The Beaumont Hotel, which opened a year ago, is the first hotel from the restauranteurs Corbin and King who are the inspiration behind such London restaurants as the Wolseley and the Delaunay. The art deco-façade of the original 1920’s building has been retained and provides the inspiration for the rich art-deco interiors inside. An artistic addition is a huge sculpture near the top of the building by Antony Gormley which is in fact the bedroom of a suite (rumoured to cost £2,500 per night). Made of stainless steel and fumed oak, the sculpture perches like a sinister creature from Ghost Busters overlooking the adjacent, and recently refurbished, Brown Hart Gardens.
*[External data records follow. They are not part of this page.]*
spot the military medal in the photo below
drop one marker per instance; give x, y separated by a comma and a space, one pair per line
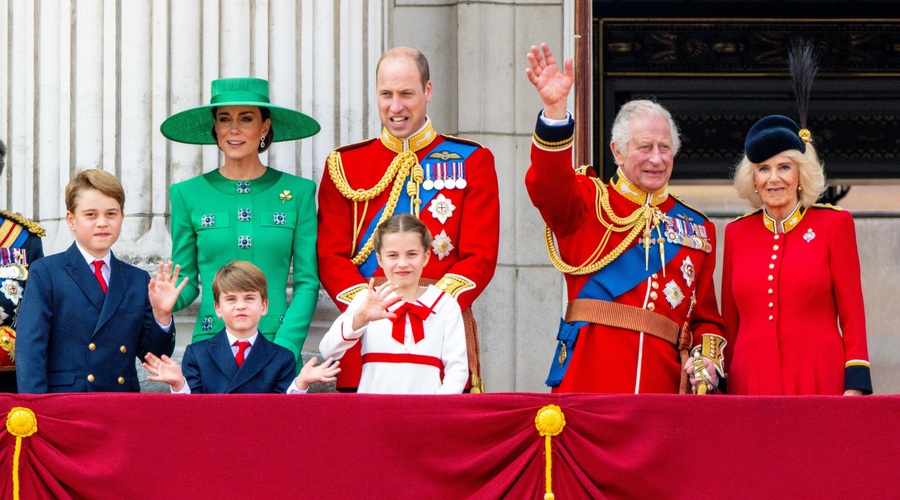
461, 179
441, 245
441, 208
439, 169
451, 179
428, 185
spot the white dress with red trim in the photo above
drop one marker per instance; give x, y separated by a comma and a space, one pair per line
415, 365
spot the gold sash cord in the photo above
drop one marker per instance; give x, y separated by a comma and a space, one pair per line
549, 421
473, 352
633, 318
20, 422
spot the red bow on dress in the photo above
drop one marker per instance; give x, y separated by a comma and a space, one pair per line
417, 315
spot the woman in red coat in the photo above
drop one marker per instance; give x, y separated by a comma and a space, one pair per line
791, 294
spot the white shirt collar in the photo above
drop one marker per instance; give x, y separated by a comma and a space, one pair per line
90, 258
232, 339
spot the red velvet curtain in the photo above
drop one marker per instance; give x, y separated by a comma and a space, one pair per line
482, 446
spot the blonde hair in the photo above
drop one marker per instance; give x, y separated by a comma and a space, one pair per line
812, 177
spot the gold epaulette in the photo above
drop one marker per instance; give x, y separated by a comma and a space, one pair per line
552, 145
454, 284
692, 208
32, 226
348, 147
748, 214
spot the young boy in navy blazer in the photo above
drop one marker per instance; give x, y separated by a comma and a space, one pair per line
238, 359
86, 315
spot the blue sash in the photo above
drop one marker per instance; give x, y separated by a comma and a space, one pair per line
367, 268
618, 277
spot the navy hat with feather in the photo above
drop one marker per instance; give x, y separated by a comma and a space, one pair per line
776, 133
770, 136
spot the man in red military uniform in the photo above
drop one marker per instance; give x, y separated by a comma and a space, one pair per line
449, 183
638, 262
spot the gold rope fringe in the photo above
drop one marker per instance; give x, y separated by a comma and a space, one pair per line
549, 422
20, 422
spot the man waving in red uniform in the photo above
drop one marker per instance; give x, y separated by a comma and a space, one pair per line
638, 262
449, 183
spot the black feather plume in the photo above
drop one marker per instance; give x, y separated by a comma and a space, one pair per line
804, 65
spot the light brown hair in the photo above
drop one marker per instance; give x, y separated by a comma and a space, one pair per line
410, 53
402, 223
95, 179
239, 276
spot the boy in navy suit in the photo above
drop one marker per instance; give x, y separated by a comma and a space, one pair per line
238, 359
86, 315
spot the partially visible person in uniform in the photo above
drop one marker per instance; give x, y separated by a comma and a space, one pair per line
448, 183
791, 292
638, 262
245, 210
86, 314
20, 246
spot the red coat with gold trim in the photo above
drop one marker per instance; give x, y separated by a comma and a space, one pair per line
608, 359
468, 238
793, 305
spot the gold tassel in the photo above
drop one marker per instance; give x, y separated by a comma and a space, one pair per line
20, 422
549, 421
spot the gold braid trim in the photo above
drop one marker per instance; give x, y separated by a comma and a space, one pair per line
635, 223
32, 226
398, 170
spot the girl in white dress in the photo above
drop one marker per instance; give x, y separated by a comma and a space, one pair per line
413, 340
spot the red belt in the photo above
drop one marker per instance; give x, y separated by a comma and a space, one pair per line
416, 359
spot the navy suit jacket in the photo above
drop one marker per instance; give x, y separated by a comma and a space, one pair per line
74, 338
209, 367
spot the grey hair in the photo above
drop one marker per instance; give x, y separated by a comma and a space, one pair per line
640, 108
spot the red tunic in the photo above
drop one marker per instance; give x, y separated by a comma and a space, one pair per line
472, 229
784, 296
608, 359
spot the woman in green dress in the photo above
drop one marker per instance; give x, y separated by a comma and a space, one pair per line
245, 210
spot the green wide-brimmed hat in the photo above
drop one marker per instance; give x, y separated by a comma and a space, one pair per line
194, 126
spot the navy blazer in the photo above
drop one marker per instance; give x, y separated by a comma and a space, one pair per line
74, 338
209, 367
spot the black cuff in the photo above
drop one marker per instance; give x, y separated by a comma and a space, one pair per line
859, 378
554, 137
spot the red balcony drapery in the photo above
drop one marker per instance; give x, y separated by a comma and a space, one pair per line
482, 446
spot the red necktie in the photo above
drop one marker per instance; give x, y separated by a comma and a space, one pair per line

The giant crouching figure is, as to be expected from Gormley, modelled on his own body. He describes the inside – which is taller than it is wide – as “a cave, a tomb, a womb or a padded cell”, hoping that the guests will use it for thought and contemplation like a monastic cell. ‘I take the body as our primary habitat…..the room contrasts a visible exterior of a body formed from large rectangular masses with an inner experience. the interior of room is only 4 metres square but 10 meters high: close at body level, but lofty and open above. shutters over the window provide total blackout and very subliminal levels of light allow me to sculpt darkness itself. my ambition for this work is that it should confront the monumental with the most personal, intimate experience.’ (Antony Gormley).
Well done to Corbin & King and to Antony Gormley for taking the bold decision to create public art with a purpose, rather than just decoration on the outside of a building and to Westminster planners for agreeing to this contemporary and thoughtful addition to the historic 1920′s façade.